Вот и все мои познания в криминальной сфере. Если не считать познавательных бесед с немногочисленными, навещаюшими изжательство сыщиками, из которых я черпал сюжеты новых своих произведений.
3
После того, как воспрянувшая духом Аграфена Николаевна покинула комнату, я снова присел к пищущей машинке. Напечатал десяток строк — выдернул лист бумаги и отправил его в стоящую под столом корзинку. Заправил новый — его постигла та же участь.
Разговор с соседкой будто веником прошелся по мозгам, вымел из них недавно придуманные сюжетные ходы. Остались только попавшая в беду девчонка и данное ее бабке обещание.
Разве прогуляться, подышать свежим воздухом? Авось, приду в себя, возвратится способность и желание работать. Часто именно так и получается: оторвусь от машинки — в голове раскладывается по полочкам уже написанное, появляются новые неожиданные мысли. Но на этот раз ничего не получится. В голове — рассказ бабы Фени. Слюнявые мужики, смакующие женские прелести, крики «браво!», «двигай бедрами!», «даешь победу!».
И все же пройтись не мешает.
Не успел выйти из комнаты и запереть за собой дверь, в коридор выглянула Надин. Будто подсматривала и подслушивала.
Немудренно, что она так и не обзавелась семьей — самый захудалый мужик не сооблазнится расплывшейся фигурой, похожей на бочонок, поставленный на табурет с бесформенными короткими ножками. А уж о лице и говорить нечего — мартышка намного симпатичней.
— Уходите, Павел Игнатьевич? Надолго?
Кажется, я превратился в ребенка, который должен просить разрешения погулять, покушать, посетить туалет. Зажали бабы сорокалетнего мужика — не вздохнуть, ни охнуть. С одной стороны — баба Феня старается, с другой — Надин ей помогает.

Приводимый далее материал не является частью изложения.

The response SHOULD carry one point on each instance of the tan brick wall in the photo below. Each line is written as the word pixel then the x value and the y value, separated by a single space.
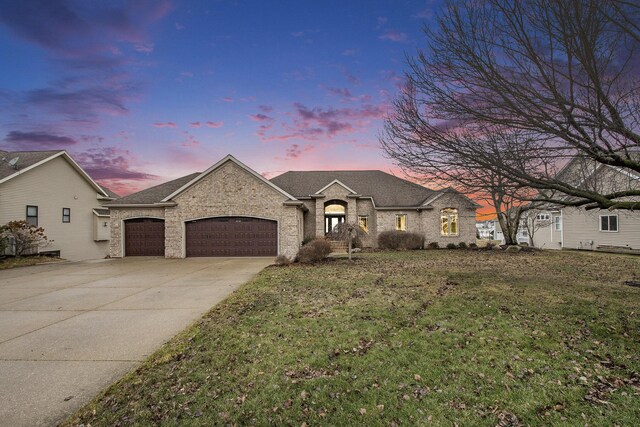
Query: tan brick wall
pixel 310 219
pixel 232 191
pixel 118 215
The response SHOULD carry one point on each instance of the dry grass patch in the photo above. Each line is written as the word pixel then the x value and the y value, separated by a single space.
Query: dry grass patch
pixel 405 338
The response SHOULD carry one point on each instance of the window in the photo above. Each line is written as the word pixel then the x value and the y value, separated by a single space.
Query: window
pixel 363 222
pixel 32 215
pixel 609 223
pixel 557 223
pixel 449 222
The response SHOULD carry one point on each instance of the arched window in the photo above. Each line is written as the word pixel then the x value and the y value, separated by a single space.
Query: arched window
pixel 449 222
pixel 334 209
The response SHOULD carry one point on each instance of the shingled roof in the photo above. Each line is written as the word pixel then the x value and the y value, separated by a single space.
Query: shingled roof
pixel 385 189
pixel 154 194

И все же накалять обстановку в коммуналке — самому навредить. Но особенно поддаваться тоже не стоит.
— Пойду прогуляюсь. Загляну в какое-нибудь кафе, чокнусь сам с собой рюмкой водки, поздравлюсь. Разве не имею на это право?
Добавить бы еще что-нибудь ехидное, но из кухонной двери выглянула вопрошающая физиономия бабы Фени. Дескать, что за шум в коридоре, не возвернулась ли Верочка? Увидит что достают ее единственного защитника — вцепится в дерзкую соседку. Дай Бог, не в прическу.
Обычно две женщины сдерживают рвущуюся с языка взаимную антипатию, даже умудряются обмениваться сладенькими улыбочками, но чем черт не шутит, вдруг взбесятся? И косвенной причиной кухонной баталии станет миролюбивый и покладистый сорокалетний литератор? И когда — в светлый день рождения!
Я вымученно улыбнулся, многозначительно кивнул. Иду, мол, по нашим с вами делам, вернусь — доложу. Успокоенная баба Феня возвратилась к газовой плите.
А вот с настырной Надин так легко не сладить.
— Понимаю вас, Павел Игнатьевич, ох, как же понимаю! В такой день хочется — на люди, пообщаться… Если не возражаете, погуляем вместе. Устрою себе выходной. И вам будет повеселей и я развеюсь.
Ручки охаживают недавно сделанную прическу, затуманенные глазки испытующе обшаривают мою физиономию. Согласишься — мигом нырнет в свою нору переодеваться и краситься.
Мне только и не хватает прогуливаться в женском обществе. Не дай Бог, прикатит из Москвы Маша, повстречает неразведенного мужа вместе с уродиной — инфаркт обеспечен. Двойной. У меня — тоже. Ибо в глубине души все еще не умерла надежда на примирение.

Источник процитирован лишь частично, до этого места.